J. R. WALL, P. TWOHIG and B. CHARTIER
A possible effect of thyroid hormones on numbers of mononuclear cells and immune reactivity has been studied in hyperthyroid and hypothyroid guinea-pigs and rats. There were no major changes in populations of blood mononuclear cells in hyperthyroid or hypothyroid animals compared with populations in euthyroid animals. Although there was some evidence for depressed cell-mediated responses to an extract of Candida (monilia) albicans in hyperthyroid rats as assessed by skin tests, this was minor, and responses in tuberculin purified protein derivative (PPD) were normal in all groups, whilst production of macrophage migration inhibition factor in response to PPD and Candida was similar in the three groups of animals.

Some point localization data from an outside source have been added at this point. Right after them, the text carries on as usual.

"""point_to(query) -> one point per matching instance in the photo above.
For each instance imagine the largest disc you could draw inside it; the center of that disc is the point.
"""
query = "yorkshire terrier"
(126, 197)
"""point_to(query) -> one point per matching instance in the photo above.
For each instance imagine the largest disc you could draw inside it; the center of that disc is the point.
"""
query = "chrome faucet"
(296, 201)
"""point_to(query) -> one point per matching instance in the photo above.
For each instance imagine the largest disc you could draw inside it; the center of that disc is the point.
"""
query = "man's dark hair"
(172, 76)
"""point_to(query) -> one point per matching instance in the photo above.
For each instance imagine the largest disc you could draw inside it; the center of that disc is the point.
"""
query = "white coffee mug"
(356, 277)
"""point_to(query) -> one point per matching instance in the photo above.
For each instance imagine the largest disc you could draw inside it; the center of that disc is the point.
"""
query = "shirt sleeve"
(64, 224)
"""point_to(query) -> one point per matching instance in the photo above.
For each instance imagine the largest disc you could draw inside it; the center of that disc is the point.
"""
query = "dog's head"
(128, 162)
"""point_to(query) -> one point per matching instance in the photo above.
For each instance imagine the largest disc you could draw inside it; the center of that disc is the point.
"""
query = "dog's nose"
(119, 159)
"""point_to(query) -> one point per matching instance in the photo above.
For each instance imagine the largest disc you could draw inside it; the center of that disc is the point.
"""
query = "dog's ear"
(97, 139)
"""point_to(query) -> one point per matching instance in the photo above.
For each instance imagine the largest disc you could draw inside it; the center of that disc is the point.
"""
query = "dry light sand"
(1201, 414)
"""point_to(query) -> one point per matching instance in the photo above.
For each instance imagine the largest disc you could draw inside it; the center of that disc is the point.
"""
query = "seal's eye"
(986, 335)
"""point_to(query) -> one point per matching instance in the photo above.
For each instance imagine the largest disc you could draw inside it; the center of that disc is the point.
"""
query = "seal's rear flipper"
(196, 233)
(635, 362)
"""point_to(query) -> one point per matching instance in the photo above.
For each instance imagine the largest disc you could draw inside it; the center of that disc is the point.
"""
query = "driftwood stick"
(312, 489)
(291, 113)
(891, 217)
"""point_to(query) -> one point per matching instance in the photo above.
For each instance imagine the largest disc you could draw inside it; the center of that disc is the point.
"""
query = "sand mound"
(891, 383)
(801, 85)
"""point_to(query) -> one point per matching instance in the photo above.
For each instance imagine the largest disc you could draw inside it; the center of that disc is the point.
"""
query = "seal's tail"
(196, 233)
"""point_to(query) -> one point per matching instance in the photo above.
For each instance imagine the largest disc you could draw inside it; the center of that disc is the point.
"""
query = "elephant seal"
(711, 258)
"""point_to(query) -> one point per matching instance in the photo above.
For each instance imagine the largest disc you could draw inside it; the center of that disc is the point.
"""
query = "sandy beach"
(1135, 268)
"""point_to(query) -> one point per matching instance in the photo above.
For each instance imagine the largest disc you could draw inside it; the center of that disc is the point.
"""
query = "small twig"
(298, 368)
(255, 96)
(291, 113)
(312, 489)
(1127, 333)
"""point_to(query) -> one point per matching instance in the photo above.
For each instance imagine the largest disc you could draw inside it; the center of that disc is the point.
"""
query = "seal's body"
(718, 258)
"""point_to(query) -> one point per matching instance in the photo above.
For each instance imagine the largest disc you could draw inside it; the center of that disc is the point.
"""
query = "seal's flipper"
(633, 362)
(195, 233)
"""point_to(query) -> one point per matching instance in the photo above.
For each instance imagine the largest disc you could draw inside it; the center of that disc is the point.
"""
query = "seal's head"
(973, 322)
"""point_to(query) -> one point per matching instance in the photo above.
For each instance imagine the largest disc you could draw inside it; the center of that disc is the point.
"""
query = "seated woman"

Antibody responses to sheep red blood cells, a thymic-dependent antigen, tended to be depressed in hyperthyroid and hypothyroid rats and increased in hyperthyroid and hypothyroid guinea-pigs, although this was significant only for hyperthyroid guinea-pigs 16 days after immunization. Responses to trinitrophenol-Ficoll, a thymic-independent antigen, were similar to the three groups of guinea-pigs. Thus, a major effect of excess or deficiency of thyroid hormone on immune responses to foreign antigens has not been demonstrated, although it is possible that immune reactions against thyroid antigens may be more sensitive to the effect of thyroid hormones than responses to foreign antigens.